R² = 1 − SS_res/SS_tot measures the proportion of variance in Y explained by the cubic model. Higher R² indicates a better fit. Because a cubic has more parameters than linear or quadratic models, it will always achieve at least as high an R² - this is overfitting risk. If the cubic model R² is only marginally higher than the linear R², the cubic terms are likely capturing noise rather than signal.
What is an inflection point in a cubic curve?
An inflection point is a point where the curve changes from concave-up (∂²y/∂x² > 0) to concave-down (∂²y/∂x² < 0), or vice versa. For y = ax³ + bx² + cx + d, the second derivative is 6ax + 2b = 0, giving the inflection point at x = −b/(3a). In stress-strain curves, the inflection point marks the transition from elastic to plastic deformation. In epidemic models it marks the peak rate of new infections (the point where growth begins to slow).
How many data points do I need for cubic regression?
A cubic polynomial has 4 parameters (a, b, c, d), so you need at least 4 points. However, with exactly 4 points the cubic passes through all of them exactly (R² = 1, no genuine fit quality measure). Use at least 6–8 points for a reliable R² and to avoid overfitting. With many data points the cubic is estimated robustly and R² is a meaningful measure.

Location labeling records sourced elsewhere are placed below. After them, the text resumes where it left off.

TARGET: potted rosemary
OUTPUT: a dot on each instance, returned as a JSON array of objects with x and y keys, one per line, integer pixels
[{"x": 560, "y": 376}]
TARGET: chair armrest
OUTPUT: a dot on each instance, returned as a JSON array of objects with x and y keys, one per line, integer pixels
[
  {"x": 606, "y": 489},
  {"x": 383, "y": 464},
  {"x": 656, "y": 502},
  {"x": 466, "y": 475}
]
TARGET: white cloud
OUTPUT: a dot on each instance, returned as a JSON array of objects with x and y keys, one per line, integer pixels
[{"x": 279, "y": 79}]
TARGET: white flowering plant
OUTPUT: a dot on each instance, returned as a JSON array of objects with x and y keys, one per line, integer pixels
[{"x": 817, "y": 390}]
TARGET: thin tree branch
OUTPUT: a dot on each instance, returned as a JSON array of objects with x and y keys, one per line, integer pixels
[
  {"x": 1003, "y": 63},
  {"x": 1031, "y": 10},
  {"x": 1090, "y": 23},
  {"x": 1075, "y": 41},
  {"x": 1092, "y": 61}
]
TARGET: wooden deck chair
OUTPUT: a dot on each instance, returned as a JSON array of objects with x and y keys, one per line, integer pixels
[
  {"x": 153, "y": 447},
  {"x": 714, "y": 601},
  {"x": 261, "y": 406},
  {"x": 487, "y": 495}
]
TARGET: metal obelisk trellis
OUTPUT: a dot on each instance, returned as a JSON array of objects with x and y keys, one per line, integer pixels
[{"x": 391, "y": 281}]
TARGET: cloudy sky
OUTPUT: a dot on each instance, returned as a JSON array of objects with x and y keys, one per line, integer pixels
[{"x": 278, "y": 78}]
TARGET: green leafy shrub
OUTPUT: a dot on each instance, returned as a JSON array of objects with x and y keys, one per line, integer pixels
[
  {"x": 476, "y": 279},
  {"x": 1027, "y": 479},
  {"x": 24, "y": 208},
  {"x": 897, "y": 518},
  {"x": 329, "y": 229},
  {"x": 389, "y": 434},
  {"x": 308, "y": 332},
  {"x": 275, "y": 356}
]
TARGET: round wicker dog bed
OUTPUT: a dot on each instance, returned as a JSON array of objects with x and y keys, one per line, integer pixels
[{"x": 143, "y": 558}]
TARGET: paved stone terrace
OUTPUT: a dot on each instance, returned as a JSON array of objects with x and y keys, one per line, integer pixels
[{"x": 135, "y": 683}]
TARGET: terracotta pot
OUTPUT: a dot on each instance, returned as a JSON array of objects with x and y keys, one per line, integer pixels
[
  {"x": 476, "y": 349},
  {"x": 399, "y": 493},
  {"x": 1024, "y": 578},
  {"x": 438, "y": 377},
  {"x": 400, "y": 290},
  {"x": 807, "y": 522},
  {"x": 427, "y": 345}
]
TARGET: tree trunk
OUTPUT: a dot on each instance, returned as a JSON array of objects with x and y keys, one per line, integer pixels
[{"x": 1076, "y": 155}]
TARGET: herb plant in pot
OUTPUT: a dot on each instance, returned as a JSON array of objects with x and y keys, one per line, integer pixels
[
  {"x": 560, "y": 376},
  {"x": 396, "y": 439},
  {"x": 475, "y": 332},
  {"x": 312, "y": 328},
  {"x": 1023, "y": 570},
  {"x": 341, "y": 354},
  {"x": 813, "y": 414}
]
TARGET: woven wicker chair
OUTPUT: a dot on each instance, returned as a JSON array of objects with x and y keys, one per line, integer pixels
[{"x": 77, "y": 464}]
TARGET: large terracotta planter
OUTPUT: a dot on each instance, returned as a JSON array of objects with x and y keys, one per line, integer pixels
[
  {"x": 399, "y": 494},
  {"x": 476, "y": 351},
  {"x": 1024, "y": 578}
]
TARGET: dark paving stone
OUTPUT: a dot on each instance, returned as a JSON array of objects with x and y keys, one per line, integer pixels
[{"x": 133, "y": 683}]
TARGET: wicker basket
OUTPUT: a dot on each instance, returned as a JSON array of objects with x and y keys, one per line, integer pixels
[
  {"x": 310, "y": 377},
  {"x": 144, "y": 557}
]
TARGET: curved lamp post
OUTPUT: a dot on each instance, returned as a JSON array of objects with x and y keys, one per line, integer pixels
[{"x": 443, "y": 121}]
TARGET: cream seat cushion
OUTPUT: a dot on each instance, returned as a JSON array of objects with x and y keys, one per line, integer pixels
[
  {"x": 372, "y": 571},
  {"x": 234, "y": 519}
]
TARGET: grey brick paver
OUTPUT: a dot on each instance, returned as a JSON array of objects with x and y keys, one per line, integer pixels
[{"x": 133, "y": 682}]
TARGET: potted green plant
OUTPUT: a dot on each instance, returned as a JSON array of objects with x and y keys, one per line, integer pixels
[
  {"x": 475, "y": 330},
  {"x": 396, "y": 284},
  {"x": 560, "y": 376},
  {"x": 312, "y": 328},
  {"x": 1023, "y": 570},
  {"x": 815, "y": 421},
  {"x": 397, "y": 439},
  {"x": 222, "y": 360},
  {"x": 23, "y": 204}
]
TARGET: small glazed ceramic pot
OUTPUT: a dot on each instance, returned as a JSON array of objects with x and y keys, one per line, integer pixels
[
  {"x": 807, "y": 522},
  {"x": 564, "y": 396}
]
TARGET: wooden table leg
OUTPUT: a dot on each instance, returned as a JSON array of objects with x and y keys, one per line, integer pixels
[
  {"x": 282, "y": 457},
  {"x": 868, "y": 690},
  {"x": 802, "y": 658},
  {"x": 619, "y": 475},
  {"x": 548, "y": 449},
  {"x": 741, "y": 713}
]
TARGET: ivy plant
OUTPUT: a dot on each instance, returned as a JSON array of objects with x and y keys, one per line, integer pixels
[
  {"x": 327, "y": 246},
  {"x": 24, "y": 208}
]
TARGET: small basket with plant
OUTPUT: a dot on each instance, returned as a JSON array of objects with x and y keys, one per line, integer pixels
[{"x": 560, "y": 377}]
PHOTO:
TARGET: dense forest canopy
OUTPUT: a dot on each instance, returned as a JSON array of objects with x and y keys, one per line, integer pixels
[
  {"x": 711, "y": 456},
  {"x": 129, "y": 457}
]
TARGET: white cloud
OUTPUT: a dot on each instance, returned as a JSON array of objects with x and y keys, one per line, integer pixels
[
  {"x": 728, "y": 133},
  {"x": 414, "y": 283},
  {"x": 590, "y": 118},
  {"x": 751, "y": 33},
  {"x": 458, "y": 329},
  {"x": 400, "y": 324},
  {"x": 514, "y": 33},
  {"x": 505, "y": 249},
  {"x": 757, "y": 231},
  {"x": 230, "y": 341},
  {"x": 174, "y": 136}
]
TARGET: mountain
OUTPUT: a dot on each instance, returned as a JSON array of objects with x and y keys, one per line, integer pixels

How does cubic regression compare to spline interpolation?
Cubic regression fits a single global cubic polynomial to all data. Cubic splines fit multiple cubic pieces joined smoothly at knots. Regression is preferred for noisy data where you want a smooth global trend; splines are preferred for precise interpolation between closely-spaced clean data points. For prediction well beyond the observed range (extrapolation), cubic regression is generally safer as splines can oscillate wildly outside the knot range.
What are the turning points of the fitted cubic?
The turning points (local maxima and minima) are where the first derivative equals zero: dy/dx = 3ax² + 2bx + c = 0. This is a quadratic in x, solved by the quadratic formula: x = [−2b ± √(4b² − 12ac)] / (6a). Real turning points exist when the discriminant 4b² − 12ac ≥ 0. This calculator does not display them automatically, but you can compute them from the reported a, b, c coefficients.